Salah satu permasalahan yang sering terjadi pada negara yang sedang
berkembang seperti Indonesia adalah memelihara kestabilan dan pertumbuhan
ekonominya. Kestabilan ekonomi tersebut menyangkut kestabilan tingkat harga,
tingkat pendapatan nasional, dan pertumbuhan kesempatan kerja. Adapun
serangkaian kebijakan dapat dilakukan oleh pemerintah dalam usaha stabilitasi
3
ekonomi. Misalnya kebijakan moneter dan kebijakan fiskal, yang bertujuan untuk
mencapai kestabilan tingkat harga atau laju inflasi. Kestabilan harga dalam satu
perekonomian sangat dipengaruhi oleh variable-variable makro dalam
perekonomian tersebut. Dan oleh karena itu biasanya laju inflasi sering digunakan
sebagai indikator kestabilan ekonomi (Watulingas, dkk 2016).
Kebijakan moneter yang harus dilakukan di negara berkembang pada
umumnya lebih berat dan sulit jika dibandingkan dengan negara-negara maju.

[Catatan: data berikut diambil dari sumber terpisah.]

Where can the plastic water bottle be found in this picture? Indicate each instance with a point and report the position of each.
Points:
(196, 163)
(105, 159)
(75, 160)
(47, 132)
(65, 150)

Faktor pertama yang menjadi penyebabnya bahwa tugas untuk menciptakan
penawaran uang yang cukup sehingga pertambahannya dapat selalu selaras
dengan jalannya pembangunan yang memerlukan disiplin yang kuat di kalangan
otoritas moneter dan pemerintah.
Kekurangan modal dan terbatasnya pendapatan pemerintah seringkali
menimbulkan dorongan yang kuat kepada pemerintah untuk meminjam secara
berlebihan kepada Bank Sentral. Kalau ini dilakukan, maka laju pertambahan
jumlah uang beredar akan menjadi lebih cepat, akibatnya terjadi inflasi.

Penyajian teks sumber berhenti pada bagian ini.